Beating Your Friends at Board Games: An Introduction to Combinatorial Game Theory (Sam Backlund)
In this first of a series of talks, we will introduce and play some simple combinatorial games and discuss the basics of their analysis. A combinatorial game is one in which play alternates over turns, and all information about the state of the game is public. For example, Tic-Tac-Toe and chess are combinatorial games while poker is not, as cards in a player’s hand cannot be seen by others. We will develop a working vocabulary and toolbox of theorems to determine when we can say a game is solved, what an ideal move is in a certain game state, whether there are advantages built in to the game’s design, etc, and in doing so develop potent mathematical methods to determine gaming strategies. Our goal throughout this series will be to heighten our appreciation of games of strategy rather than take the fun out of them. Come prepared to pit your wits against UVM’s mathematical community!
Curvature: The Fundamentals (Ryan Gallagher)
At the backbone of differential geometry sits the notion of curvature, a quantity measuring how much a curve or surface “curves” at a given point. In this talk, we will introduce the basics of planar differential geometry, including parameterizations of curves, various notions of the curvature vector, and the topology of curves.

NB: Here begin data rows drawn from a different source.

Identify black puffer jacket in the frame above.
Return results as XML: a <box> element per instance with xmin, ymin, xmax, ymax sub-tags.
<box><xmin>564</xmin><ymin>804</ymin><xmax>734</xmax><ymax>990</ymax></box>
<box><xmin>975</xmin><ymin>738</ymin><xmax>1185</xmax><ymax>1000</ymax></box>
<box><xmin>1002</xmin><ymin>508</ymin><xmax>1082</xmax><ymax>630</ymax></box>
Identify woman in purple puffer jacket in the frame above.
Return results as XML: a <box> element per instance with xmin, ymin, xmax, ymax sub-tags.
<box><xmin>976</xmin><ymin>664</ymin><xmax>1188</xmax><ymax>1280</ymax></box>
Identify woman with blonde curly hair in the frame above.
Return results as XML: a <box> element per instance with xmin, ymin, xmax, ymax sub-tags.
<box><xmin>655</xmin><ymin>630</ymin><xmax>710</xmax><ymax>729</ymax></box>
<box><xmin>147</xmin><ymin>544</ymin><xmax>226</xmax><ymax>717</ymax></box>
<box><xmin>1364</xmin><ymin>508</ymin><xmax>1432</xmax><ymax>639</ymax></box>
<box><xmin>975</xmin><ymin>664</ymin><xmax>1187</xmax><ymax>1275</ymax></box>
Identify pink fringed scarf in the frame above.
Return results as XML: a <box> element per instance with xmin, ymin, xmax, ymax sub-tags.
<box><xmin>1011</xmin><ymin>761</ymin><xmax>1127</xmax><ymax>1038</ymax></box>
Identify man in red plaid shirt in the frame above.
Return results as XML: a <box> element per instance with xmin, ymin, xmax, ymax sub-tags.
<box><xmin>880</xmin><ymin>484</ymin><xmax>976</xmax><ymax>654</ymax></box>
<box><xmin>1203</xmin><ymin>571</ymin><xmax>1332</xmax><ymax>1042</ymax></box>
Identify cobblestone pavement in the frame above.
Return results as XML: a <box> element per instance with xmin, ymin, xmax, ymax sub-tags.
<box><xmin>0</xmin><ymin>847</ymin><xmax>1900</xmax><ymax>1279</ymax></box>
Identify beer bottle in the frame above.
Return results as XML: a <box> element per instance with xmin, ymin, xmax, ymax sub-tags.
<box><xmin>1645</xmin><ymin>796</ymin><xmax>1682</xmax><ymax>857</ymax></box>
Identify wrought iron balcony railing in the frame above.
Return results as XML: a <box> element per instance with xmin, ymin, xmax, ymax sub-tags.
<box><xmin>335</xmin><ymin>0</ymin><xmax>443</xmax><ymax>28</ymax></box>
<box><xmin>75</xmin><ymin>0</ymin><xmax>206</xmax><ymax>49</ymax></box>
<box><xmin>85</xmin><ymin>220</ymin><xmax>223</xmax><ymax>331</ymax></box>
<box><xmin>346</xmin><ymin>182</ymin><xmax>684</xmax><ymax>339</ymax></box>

This talk aims to build a working understanding of curvature with the goal of later applying that knowledge to understanding the mean curvature flow, or curve-shortening flow, of planar curves.
Origami Knots in Graphs (Ada Morse)
Inspired by a topological obstruction to the origami method of DNA nanostructure self-assembly design, we define and study origami knots in Eulerian graphs embedded on orientable surfaces in 3-space. We present a complete characterization of origami knots in naturally-defined infinite families of triangular and rectangular toroidal grids, and discuss origami knots in composites of both types of grids embedded on higher-genus surfaces.